Applying Farman’s work practically, we can look at what it means in real-world applications. Sherry Turkle reminds us that we exist as a “tethered self,” and is further quoted by Farman as saying “[t]he self, attached to its devices, occupies a liminal space between the physical real and its digital lives on multiple screens” (p. 108). The digital, then, is a relevant factor in what constitutes the physical for many people. Making a digital experience integrative of the physical is no longer a matter of theory, it is the basis by which most digital applications are created. To that end we can easily draw this into a maxim, that all digital media should be cognizant of the general physical reality of a user. Digital media evolves on the macro, and therefore, it should be fluid and capable of the micro relations with users as well: more tools for more needs exist, and more capacity for innovation arrive daily, so having a broader understanding of the “who” behind the user is important. How do you make sure that the media is geared toward the user, and not simply a training of these now digitally-dependent people? This question is why equity and accommodation are vital in digital spaces: not everyone can use your app, whether it’s because they lack the technology or physical ability. Asking yourself beforehand who will be able to use your mobile technology is key, especially now that your app exists in a world that is all but completely enmeshed in the digital.

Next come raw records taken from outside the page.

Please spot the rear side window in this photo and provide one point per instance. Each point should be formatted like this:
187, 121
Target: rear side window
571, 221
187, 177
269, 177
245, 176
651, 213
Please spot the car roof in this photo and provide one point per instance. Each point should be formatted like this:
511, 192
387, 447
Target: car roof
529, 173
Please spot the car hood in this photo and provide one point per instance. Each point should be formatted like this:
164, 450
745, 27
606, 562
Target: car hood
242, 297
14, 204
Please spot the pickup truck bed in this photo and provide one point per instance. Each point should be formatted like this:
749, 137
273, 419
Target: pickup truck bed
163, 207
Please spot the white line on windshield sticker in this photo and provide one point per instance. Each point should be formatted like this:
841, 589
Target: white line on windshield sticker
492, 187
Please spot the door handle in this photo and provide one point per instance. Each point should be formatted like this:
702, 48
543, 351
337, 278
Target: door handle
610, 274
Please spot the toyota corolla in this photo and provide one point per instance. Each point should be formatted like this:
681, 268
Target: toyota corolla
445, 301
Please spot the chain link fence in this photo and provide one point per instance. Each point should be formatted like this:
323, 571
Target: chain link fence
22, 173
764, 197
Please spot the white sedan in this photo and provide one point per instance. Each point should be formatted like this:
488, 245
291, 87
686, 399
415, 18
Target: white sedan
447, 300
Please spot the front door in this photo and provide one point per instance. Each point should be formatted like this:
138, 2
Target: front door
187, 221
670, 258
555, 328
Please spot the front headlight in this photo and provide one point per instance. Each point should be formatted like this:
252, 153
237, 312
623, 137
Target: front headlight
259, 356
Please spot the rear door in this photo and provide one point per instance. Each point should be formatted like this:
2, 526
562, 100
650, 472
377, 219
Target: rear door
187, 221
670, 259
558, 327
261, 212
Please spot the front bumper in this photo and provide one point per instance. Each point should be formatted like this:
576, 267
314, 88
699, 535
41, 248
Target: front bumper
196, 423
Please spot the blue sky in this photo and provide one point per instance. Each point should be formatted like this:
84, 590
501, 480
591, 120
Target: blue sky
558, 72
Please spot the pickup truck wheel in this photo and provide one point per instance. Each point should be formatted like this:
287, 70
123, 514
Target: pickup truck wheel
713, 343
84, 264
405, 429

Applying the theoretical underpinnings of Farman’s work, Public historians are a group that should ask this question and more regarding one topic in particular: access. Contributing new knowledge and interpretation to society creates a conundrum of gatekeeping: whether recognized or not, the selection of audience is deliberate and can exclude many. In most cases this selection of audience is key, for example ensuring your geotagged tour of a city is not incorrectly interpreted as any other kind of guide by tourists or is marketed in such a way that someone in another city downloads it without understanding its geographic focus. Furthermore, as a primarily visual medium, digital applications present a high bar for accessibility by the disabled. As such, asking whether your application will be capable of interfacing with disabled users is vital: it already presents a fundamental barrier. Do you open the gate, or do you continue on with your underlying mission?

This question creates a major point of critique of Farman’s work: his eliding technology and society but glossing over the reality of who uses and how. His theory is fundamentally one of reshaping reality and social fabrics through the impact of new technology on one’s embodiment, but by keeping vague about how his theoretical framework applies writ large to the multitude of society, including the disabled, those outside one’s audience, and so on, Farman corrupts his own message. The physical reality of potential users, be it physical removal from the site of focus for a mobile interface, or physical limitations that prevent usage of such an interface, is a vital fulcrum on which his argument rests, and it is unsatisfactorily addressed. While the bulk of his theory is sound, this weakness is profound and cuts against his usage of broader social philosophy as a basis.